Têtes d’affiche du festival, le trompettiste Ambroze Akinmusire (à g.) et son groupe ont fait honneur au jazz américain, tout en apportant des petites touches de hip-hop. Un savant mélange qui a comblé la salle du Théâtre Benno Besson, samedi.  @Jorge Fernández

Têtes d’affiche du festival, le trompettiste Ambroze Akinmusire (à g.) et son groupe ont fait honneur au jazz américain, tout en apportant des petites touches de hip-hop. Un savant mélange qui a comblé la salle du Théâtre Benno Besson, samedi.
@Jorge Fernández

Tout le monde copiait ce que Jen Shyu faisait dans la bonne humeur, jusqu’à ce qu’elle décide de corser l’expérience, en interrogeant ses élèves du jour pour vérifier qu’ils comprenaient bien sa méthode de travail. A cette annonce, plusieurs personnes ont affiché une mine déconfite. Le stress a commencé à monter parmi les participants. On voyait leur teint virer au rouge et leur yeux s’écarquiller peu à peu. Discrètement, il y a même un homme qui a quitté la salle, sans un bruit, sans un mot. «Ça paraît compliqué, mais le concept est assez simple. Le mettre en pratique, en revanche, c’est une autre paire de manches!», m’a assuré Plume Ducret, 18 ans, qui me décodait les exercices.

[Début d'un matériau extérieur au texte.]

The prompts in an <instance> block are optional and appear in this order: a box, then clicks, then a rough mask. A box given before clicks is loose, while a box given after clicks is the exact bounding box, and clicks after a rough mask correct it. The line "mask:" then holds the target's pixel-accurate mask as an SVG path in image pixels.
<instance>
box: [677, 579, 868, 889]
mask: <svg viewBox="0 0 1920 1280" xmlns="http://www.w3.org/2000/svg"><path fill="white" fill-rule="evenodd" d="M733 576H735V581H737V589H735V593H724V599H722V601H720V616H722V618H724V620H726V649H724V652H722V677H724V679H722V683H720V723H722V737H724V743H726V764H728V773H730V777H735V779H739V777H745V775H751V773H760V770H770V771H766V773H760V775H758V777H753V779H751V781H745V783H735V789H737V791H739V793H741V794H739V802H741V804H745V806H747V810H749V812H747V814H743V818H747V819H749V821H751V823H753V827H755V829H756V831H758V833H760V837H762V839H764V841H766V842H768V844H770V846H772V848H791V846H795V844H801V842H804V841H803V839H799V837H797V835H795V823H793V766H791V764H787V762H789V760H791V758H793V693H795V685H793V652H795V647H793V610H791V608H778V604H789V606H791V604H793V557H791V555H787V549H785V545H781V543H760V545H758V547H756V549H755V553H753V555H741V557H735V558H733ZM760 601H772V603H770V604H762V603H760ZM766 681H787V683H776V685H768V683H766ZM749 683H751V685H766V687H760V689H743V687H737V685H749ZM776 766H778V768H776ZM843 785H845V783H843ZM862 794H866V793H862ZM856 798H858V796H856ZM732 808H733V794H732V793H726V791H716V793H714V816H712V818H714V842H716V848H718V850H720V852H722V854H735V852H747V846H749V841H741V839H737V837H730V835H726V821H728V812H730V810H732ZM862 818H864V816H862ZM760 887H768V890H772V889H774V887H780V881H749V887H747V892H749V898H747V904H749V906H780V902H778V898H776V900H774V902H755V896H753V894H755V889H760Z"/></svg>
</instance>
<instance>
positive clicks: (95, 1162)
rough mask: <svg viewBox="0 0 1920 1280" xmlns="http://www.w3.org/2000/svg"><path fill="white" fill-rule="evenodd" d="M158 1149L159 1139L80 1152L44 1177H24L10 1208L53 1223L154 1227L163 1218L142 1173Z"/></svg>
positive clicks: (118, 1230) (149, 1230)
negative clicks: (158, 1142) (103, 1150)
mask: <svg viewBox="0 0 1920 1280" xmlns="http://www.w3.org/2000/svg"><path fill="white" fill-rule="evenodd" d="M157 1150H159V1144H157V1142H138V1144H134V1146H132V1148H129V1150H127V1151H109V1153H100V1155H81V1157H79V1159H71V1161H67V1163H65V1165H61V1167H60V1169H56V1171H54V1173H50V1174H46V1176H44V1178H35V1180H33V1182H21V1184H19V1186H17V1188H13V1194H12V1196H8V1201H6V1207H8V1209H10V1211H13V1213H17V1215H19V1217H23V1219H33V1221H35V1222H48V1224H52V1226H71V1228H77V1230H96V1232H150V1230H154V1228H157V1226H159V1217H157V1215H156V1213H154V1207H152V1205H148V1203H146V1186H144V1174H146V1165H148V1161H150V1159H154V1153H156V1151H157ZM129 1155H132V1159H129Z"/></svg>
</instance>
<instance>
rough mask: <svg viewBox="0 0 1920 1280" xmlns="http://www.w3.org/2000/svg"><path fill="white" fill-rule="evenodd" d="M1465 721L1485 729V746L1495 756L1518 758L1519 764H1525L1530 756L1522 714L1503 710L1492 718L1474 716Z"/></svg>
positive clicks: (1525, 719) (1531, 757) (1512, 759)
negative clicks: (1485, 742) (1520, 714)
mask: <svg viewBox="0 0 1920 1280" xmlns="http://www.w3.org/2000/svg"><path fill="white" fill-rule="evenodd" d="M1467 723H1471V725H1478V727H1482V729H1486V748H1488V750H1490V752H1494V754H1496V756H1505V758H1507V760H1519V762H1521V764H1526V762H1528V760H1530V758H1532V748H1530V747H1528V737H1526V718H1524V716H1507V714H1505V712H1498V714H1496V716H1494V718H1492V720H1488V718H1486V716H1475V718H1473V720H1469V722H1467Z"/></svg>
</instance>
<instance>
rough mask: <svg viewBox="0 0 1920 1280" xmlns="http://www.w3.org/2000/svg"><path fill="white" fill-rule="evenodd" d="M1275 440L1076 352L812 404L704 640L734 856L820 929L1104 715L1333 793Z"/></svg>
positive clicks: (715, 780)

Si les trois premiers élèves désignés, dont Plume, ont réussi le test, le quatrième, un jeune garçon, était perdu et a fondu en larmes. Heureusement, il a été vite rassuré par l’artiste. Quant à moi, alors que j’étais sur le point de passer sur le gril, une personne a pris la parole: «Serait-il possible de dire les notes et c’est vous qui les chantez?», a-t-elle proposé à Jen Shyu. «C’est trop facile, ce n’est pas comme ça que ça marche!», s’est exclamée une dame en éclatant de rire. Une petite blague qui a fait redescendre la pression de tout le monde et qui m’a évité l’interro!

Le chant de sa naissance

Voyant l’assemblée mal à l’aise, Jen Shyu a changé de tactique et a improvisé quelques airs au piano, avant de lever le voile sur ses débuts dans la musique (lire encadré). Elle a avoué s’être entraînée quotidiennement durant des années avant de pouvoir se détacher de la technique et s’amuser. Son jeu à elle, c’est d’attribuer un chiffre à chaque ton et demi-ton. Ainsi, lorsqu’elle écrit une partition, cela ressemble plutôt à une équation. «Un ami m’a lancé le défi de créer une mélodie avec ma date de naissance et j’ai réussi à faire une chanson entière», a souri l’artiste. Avant de conclure: «Ce sera votre leçon pour la maison, imaginez votre musique d’anniversaire!»

Pour ma part, je me sais incapable de rendre un tel devoir, mais j’ai beaucoup appris durant ce cours, qui m’a fait rire et suer en même temps. Et au final, je confirme les deux hypothèses; car si j’ai réussi à faire de la musique, à mon avis, il y a des moments où il vaut mieux écouter les pros.